As systems such as this devolve buying throughout an organisation, however, there is a need to prevent the free-for-all that the modern, intuitive home shopping website represents. This explains why corporate attitudes to user-friendliness have often been ambivalent.

Brett Mauser, director of global procurement at NCR, recalls a comment from the company’s chief purchasing officer several years ago when the US retail systems, ATM and IT services company was considering a web-based e-procurement system: “Why would we want to make it easier for people to spend money faster? What we want is for the right people to buy the right things at the right price.”

Without wishing to make web-based procurement deliberately cumbersome, says Mr Mauser, companies need a balance between user-friendliness and control. “We’re not an L.L.Bean or a Lands’ End, which have been given awards for their usability. It’s very easy to shop and buy stuff from them – they want it that way so people spend more.”

The big fear for organisations has been that employees would use the web for “maverick spending” on items that do not conform to their standards or – as often occurs with online travel – deals that look like a bargain but result in the company losing out on a discount for multiple or bulk purchases.

“One of the challenges is that there are always nice things that people will try to find a way to buy, or suppliers will find a way to users,” says Mr Mauser.

NCR, along with many other large companies, directs its buyers of indirect materials, such as office supplies, to various approved suppliers’ websites. The supplier will host an NCR page with special prices, and everyone from the company pays the same price. The supplier will then send a summary bill electronically.

Many organisations, however, want employees to go to one online source – what Ms Crawford calls a “central backbone” – which handles all the relationships with suppliers and from which purchasers can draw down what they need. This is the approach taken by ProcServe.

As employees from across the buying organisation gain access to the catalogues that have been loaded on to the system, and make purchases, their managers achieve visibility, at a very detailed level, of what is being bought by whom.

The St Mary’s National Health Service Trust in London is one of a group of hospitals introducing the Zanzibar system and Andrew Holden, the trust’s finance director, is impressed by the greater level of control over maverick purchases that the system will give.

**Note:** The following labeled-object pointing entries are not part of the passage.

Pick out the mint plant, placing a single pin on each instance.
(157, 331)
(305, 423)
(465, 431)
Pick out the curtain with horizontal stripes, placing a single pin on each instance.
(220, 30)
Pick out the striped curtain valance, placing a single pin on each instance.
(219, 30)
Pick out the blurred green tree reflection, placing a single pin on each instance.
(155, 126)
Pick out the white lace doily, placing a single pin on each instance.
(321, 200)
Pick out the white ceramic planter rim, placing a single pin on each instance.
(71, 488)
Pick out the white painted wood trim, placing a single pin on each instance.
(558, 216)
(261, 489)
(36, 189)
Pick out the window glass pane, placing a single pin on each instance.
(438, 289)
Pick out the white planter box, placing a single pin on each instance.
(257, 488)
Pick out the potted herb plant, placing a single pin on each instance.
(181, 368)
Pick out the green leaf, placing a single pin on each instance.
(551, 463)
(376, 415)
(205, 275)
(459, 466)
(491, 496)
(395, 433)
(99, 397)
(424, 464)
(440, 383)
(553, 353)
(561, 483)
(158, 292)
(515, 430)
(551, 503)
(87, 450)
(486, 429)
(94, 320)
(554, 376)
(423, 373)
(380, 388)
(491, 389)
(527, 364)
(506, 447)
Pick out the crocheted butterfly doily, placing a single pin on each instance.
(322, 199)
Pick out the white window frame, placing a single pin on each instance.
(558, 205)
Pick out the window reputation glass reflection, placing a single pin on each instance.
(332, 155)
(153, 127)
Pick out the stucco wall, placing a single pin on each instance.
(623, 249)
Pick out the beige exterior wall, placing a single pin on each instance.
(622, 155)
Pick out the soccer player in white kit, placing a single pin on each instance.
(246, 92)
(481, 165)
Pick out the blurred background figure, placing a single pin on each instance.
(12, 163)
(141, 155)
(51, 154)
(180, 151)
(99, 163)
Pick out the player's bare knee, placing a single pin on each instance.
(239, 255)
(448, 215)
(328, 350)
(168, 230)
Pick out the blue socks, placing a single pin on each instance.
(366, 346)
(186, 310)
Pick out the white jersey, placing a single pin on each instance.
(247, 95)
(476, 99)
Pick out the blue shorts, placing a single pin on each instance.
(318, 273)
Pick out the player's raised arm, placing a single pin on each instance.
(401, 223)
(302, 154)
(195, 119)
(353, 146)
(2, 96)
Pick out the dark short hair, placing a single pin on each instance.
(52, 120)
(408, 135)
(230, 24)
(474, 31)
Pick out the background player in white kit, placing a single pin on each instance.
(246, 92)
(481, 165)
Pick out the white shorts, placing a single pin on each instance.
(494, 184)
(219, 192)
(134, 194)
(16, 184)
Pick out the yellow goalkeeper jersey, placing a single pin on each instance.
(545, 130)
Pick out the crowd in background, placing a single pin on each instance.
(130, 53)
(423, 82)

“In the past, a catalogue might arrive on your desk and you are a doctor in orthopaedics, and you say: ‘I like that, I’ll buy one of them,’ but now you won’t see it,” says Mr Holden. “The ability to make sure people stick to buying what you want them to is much greater.”

The hope is that a user-friendly interface will encourage more employees to go through the right channels when they buy items online at work, reducing organisations’ worries about indiscriminate web-based purchasing and ensuring that companies make the most of the deals they have made with suppliers.

“Because e-procurement systems have improved, people are less likely to do their own thing, they can browse catalogues and see pictures, and that has reduced maverick spending,” says Ms Crawford at Quocirca. “This is one place where, because of the importance of purchasing and the control of it, it is recognised that the user experience at work needs to be as good as it is at home.”